How could one not be on the same side as someone who had lost her parents definitively? Suzie’s own tribulations seemed minor. ‘Of course.’
‘Swear.’
‘Yes.’
‘No, swear by all the saints.’
‘I swear by all the saints.’
Sabine rose briskly, taking Suzie’s hand to drag her up too.
‘Where are we?’
‘This is the chapel. I use it as a hiding place. The reason that it’s safe is because she never comes here. She’s not Catholic. Now, I’ll take you to Micheline. You’d better sleep in my room.’
* * *
From that first day Suzie had been under Sabine’s rule. Sabine had wanted to be her friend. For a long time she had had no friends, so Sabine’s eagerness for her companionship was at first a solace. But it came at a price. Sabine wanted her alliance in her war with her stepmother and watched Suzie carefully for any sign of defection. Suzie had at first tried to retain the friendship of both, because she needed them both. Sh
e could see no harm in Madame Ariane; indeed, she seemed full of good will, refusing to notice Sabine’s rudeness to her. But Sabine would not permit any intermediate position. Suzie had to take sides: if she wasn’t for her, she was against her.

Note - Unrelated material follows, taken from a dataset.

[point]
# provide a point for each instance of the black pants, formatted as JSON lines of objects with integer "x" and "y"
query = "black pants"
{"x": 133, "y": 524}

Suzie learned what that meant one evening soon after she arrived when they went to receive their goodnight kiss from Madame Veyrines, Madame de Cazalle and Madame Ariane, who were sitting together on the terrace. Madame Ariane had kissed her cheek and then, impulsively, put both arms around her, whispering in her ear, ‘Don’t worry. It’ll be all right one day.’
In their bedroom Sabine had exploded with fury, ‘You mustn’t let her do that. She’s trying to take you away from me, to turn you into a traitor.’
Suzie had protested feebly, denying her pleasure in the moment, insisting that she had only received, not given anything in the exchange. Sabine’s emotional tirade had been kept up late into the night until, sobbing, beaten, Suzie had promised to have no conversations with Madame Ariane. She would hate her, for Sabine’s sake, she swore. From then on she had to ignore all overtures of intimacy from Madame Ariane and to ally herself with Sabine. She had no choice but to submit to Sabine’s regime of terror.
Chapter Seventeen
Florence reappeared in the forest after a couple of hours to summon them home, where they found the Germans installing themselves in the house, and Micheline and Madame Ariane busy moving their belongings and those of the aunts into the tower. The officer in charge had demanded a roll-call of the household and seven o’clock found them, all of them, in the hall waiting for the hour to strike, to knock on the door of the library.
‘There is something profoundly humiliating about queuing at the door in one’s own house,’ Madame Ariane remarked to Henri, ‘which is presumably why we have to do it. They’ve already made me take them round and recount the history of Bonnemort, as if they were guests being given a house tour.’